Detection Rule Types

Governance policies with CLASSIFICATION type define rules for automatic detection and classification.

Rule TypeDescription
AUTO_CLASSIFYAutomatically classify data based on content patterns
REQUIRES_CLASSIFICATIONEnforce that data must be classified before access
CLASSIFICATION_INHERITANCEPropagate classification from parent to child entities

Pattern-Based Detection

The PATTERN_MATCH rule type identifies sensitive data through regular expression patterns.

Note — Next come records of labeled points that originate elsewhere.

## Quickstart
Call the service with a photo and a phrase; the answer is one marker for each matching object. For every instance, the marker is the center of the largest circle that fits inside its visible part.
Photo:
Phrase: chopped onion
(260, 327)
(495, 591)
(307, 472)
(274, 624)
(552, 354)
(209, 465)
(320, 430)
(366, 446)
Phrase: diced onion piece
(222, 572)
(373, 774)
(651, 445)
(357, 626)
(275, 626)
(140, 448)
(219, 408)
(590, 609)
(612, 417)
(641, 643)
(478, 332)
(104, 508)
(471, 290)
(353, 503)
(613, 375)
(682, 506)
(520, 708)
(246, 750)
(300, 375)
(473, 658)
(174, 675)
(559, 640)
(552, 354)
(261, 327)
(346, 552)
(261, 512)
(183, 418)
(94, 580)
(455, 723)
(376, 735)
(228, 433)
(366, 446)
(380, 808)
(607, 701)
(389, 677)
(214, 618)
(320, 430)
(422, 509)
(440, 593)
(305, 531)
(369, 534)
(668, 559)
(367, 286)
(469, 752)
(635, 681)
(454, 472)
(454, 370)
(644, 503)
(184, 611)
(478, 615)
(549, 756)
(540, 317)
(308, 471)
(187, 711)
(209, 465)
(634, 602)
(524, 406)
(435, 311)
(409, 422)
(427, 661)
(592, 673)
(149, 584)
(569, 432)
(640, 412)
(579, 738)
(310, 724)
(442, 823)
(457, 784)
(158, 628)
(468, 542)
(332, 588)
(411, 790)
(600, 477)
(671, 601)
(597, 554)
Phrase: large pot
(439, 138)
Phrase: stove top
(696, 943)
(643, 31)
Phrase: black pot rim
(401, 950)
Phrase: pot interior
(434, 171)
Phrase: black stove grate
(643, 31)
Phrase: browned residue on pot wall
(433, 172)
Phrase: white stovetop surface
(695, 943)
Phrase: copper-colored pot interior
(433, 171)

Pattern NameDetectsExample Match
EmailEmail addressesuser@example.com
SSNSocial Security Numbers123-45-6789
Credit CardPayment card numbers4111-1111-1111-1111
PhonePhone numbers+1 (555) 123-4567
IP AddressIP addresses192.168.1.1
Date of BirthBirth dates1990-01-15

Example Detection Policy

{
  "name": "PII Auto-Detection",
  "policyType": "CLASSIFICATION",
  "scopeType": "GLOBAL",
  "enforcementMode": "MONITOR",
  "rules": [
    {
      "name": "Require Classification",
      "ruleType": "REQUIRES_CLASSIFICATION",
      "parameters": {},
      "enabled": true,
      "order": 1
    },
    {
      "name": "Email Pattern",
      "ruleType": "PATTERN_MATCH",
      "parameters": {
        "column": "email",
        "pattern": "^[\\w.+-]+@[\\w-]+\\.[\\w.]+$",
        "minMatchPercent": 80.0
      },
      "enabled": true,
      "order": 2
    }
  ],
  "enforcementActions": [
    {
      "actionType": "LOG",
      "parameters": {
        "logLevel": "WARN"
      },
      "order": 1
    },
    {
      "actionType": "NOTIFY",
      "parameters": {
        "recipients": ["data-stewards"],
        "message": "Unclassified sensitive data detected"
      },
      "order": 2
    }
  ]
}

Data Quality Integration

Sensitive data detection integrates with data quality metrics provided through the evaluation context.

MetricDescription
column.null_percentPercentage of null values in the column
column.uniqueness_percentPercentage of unique values
column.pattern_match_percentPercentage of values matching a detection pattern
column.minMinimum value for numeric columns
column.maxMaximum value for numeric columns

Freshness Monitoring

The FRESHNESS rule type monitors data age to ensure sensitive data is current and valid.

ParameterDescription
maxAgeMinutesMaximum allowed age of the data in minutes

When data exceeds the configured freshness threshold, the policy evaluator flags a violation. This is particularly important for sensitive data that must be kept up to date for compliance reasons.


Enforcement on Detection

When sensitive data is detected, the following actions can be triggered automatically.

ActionDescription
MASKApply automatic masking to detected sensitive columns
QUARANTINEQuarantine the data for review before access
ALERTAlert data stewards about the detection
BLOCKBlock access until classification is assigned
WORKFLOWTrigger a classification review workflow

Best Practices

  • Run detection scans regularly on newly ingested data
  • Combine REQUIRES_CLASSIFICATION with AUTO_CLASSIFY for comprehensive coverage
  • Use MONITOR mode during initial deployment to tune detection patterns
  • Review detection results before switching to HARD_ENFORCE mode
  • Maintain a list of known sensitive column name patterns (e.g., ssn, email, phone)